Answer to Question 1
According to Bender, a number of common pitfalls should be avoided in designing and implementing an optimum worldwide supply chain. Recognizing these in advance should help to maximize the value to be achieved through use of appropriate mathematical techniques for supply chain network design.
Short-term horizon. Unless modeling features are designed, implemented, and used with a long-term perspective, significant suboptimization is likely to occur.
Too little or too much detail. Too little detail can make it difficult to implement results due to insufficient information; too much detail can create unnecessary complexity, making it difficult to understand the results and more difficult to implement effectively.
Thinking in two dimensions. While the use of two-dimensional maps certainly helps to provide insight into supply chain problems, the geometry of the networks may ignore cost and geographical dispersions of demand. Over significant distances, and particularly for global supply chain analyses, the curvature of the earth may distort distance calculations, in which case needed adjustments must be made.
Using published costs. Many published costs tend to represent list prices that need to be modified to reflect what may result after significant negotiations occur between buyers and sellers of transport services.
Inaccurate or incomplete costs. Analyses based on insufficiently accurate information lead to invalid results; inaccurate cost forecasts result in suboptimal allocations of resources, typically leading to seriously flawed strategies.
Fluctuating model inputs. Given the prevailing uncertainties in many of the relevant inputs to today's network design models, it is important to conduct sensitivity analyses to be aware of the potential wide swings in key model inputs.

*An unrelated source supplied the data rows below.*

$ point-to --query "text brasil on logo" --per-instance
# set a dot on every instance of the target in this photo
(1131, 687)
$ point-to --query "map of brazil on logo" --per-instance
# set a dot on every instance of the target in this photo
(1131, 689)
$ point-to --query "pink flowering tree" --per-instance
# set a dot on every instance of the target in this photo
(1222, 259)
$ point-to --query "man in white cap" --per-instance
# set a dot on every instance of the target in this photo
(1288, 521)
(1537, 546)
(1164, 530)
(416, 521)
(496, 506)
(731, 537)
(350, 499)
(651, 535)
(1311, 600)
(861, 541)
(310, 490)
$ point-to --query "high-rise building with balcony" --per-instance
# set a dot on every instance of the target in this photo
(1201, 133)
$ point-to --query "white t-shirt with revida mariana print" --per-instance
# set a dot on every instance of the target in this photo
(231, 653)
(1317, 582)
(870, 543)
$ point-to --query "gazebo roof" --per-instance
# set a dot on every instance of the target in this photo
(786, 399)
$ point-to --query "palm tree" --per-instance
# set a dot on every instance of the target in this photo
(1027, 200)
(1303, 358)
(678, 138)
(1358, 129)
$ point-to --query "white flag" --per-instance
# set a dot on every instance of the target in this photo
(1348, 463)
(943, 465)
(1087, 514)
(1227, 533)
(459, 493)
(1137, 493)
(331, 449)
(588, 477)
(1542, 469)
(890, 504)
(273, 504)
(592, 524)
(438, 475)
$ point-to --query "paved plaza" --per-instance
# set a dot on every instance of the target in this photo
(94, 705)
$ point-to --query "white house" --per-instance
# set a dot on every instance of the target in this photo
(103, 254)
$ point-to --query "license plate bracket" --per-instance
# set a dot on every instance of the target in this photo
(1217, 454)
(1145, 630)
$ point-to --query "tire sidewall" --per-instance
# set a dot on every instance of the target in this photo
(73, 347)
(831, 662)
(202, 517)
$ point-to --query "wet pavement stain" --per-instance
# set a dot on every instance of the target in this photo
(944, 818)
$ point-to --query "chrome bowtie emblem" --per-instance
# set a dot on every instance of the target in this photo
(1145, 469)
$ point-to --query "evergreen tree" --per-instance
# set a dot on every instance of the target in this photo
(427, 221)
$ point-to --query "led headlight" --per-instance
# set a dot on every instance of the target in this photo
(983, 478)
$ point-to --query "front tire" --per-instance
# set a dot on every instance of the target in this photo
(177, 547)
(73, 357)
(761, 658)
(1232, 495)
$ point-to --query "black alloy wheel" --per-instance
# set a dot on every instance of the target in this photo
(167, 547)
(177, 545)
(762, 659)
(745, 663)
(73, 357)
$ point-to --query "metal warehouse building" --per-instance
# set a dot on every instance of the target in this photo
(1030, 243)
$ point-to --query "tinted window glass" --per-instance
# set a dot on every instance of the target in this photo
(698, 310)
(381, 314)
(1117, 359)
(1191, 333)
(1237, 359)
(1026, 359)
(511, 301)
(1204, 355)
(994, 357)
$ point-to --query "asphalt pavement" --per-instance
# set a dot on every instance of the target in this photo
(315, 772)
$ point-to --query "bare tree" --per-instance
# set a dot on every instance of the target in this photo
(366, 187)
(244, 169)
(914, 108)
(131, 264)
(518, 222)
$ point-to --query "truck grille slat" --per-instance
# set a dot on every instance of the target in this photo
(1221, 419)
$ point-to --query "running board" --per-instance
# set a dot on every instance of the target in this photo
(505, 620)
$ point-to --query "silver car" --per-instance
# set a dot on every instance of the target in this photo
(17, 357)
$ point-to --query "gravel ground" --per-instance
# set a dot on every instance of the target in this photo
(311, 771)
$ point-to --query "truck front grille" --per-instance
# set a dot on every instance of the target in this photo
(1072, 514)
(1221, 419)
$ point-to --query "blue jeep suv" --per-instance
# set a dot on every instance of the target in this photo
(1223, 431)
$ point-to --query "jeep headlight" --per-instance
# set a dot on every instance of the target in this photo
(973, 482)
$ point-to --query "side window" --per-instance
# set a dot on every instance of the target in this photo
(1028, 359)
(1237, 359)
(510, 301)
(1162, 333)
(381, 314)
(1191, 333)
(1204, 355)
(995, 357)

Use of erroneous analytical techniques. The selected techniques and approaches should be matched with the level of precision desired; the identification of modeling objectives is an important forerunner to the selection of the techniques to be utilized.
Lack of appropriate robustness analysis. Since most or all model inputs have at least an element of uncertainty, it is important to understand the consequences that could result from variation in actual behavior of key model inputs; robustness analysis can help to assure the practicality and validity of the results from the selected analyses.
Answer to Question 2
A conjoint procedure can be done for either a focus group or online study. The study consists of putting together different attributes of a product and asking the customer which combinations seem the best. This analysis derives which attributes matter more than others, and which levels are sought.